Faced with these obstacles, we despair. Our musical heroes seem to be from a better time, a time when the church’s musical values allowed people like Bach to flourish! Recently, I have taken comfort in looking at Bach’s reality, which was more like today than I ever imagined.
“The subdeacon of St. Nicholas’s…has taken it upon himself to attempt an innovation and has sought, in place of the hymns chosen in accordance with the established use, to introduce others, and when I hesitated, because of possible consequences to be feared, to comply with this, he lodged a complaint against me with the Most Worshipful Consistory, and worked out an order addressed to me by the terms of which I should have to cause to be sung whatever hymns the preacher should choose…” –Bach’s letter to the council, September 20, 1728
We have letters from Bach begging superiors to intervene so that he could be paid for special services he had played months earlier.
In John Eliot Gardiner’s recent book on Bach, we learn that Leipzig churches were “quite empty” at the start of services, ushers were needed to keep people from leaving “like cattle” after the sermon, and fashionable people arrived late in order to be seen (just in time to disrupt proceedings exactly at the moment Bach’s cantata would have been performed). The central corpus of Bach’s work had to contend with parishioners talking, sleeping, and reading newspapers during the service. Gardiner suggests this may explain some of the dramatic openings of Bach’s cantatas—musical attempts to awaken dozing parishioners.
There is an important document in Bach scholarship from 1720: Short, But Most Necessary Draft for a Well-Appointed Church Music, With Certain Modest Reflections on the Decline of the Same. Scholars use this to determine the ideal number of singers and instrumentalists Bach intended for his music.
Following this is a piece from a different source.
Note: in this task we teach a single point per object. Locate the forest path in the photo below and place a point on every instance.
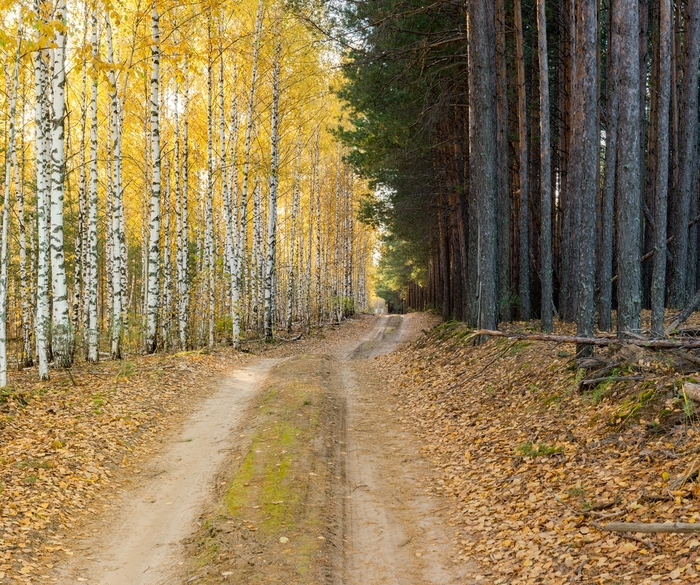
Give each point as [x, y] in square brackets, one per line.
[140, 544]
[388, 530]
[393, 533]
But a more direct way to read it is as a depressing note to Bach’s superiors enumerating how few competent musicians were available to him:
“The number of persons appointed to play the church music is eight…Modesty forbids me to speak at all truthfully of their qualities and musical knowledge. Nevertheless, it must be remembered that they are partly emeriti, and partly not at all in such practice as they should be.”
“Moreover, it cannot remain unmentioned that the fact that so many poorly equipped boys, and boys not at all talented for music, have been accepted to date has necessarily caused the music to decline and deteriorate.…”
He later tallies 17 usable boys, 20 not yet usable, and 17 unfit. A year earlier, he had programmed the St. Matthew Passion on Good Friday!
I don’t mean to imply that Bach handled all these situations well; we can safely assume he did not. But it should encourage us to consider Bach’s point of view. With all these obstacles and a complicated home life, Bach must have felt discouraged and underappreciated. And yet, his impact on church music is astounding. Bach’s faithfulness to his calling echoes into every conservatory in the world, preaching the gospel musically as “The Fifth Evangelist.”
Like Bach, you and I will not know the extent of our impact in this world. We have only to be faithful in using our gifts for God’s glory. May God grant us grace, especially during this busy time of year, to leave the results of our labors in God’s gracious hands.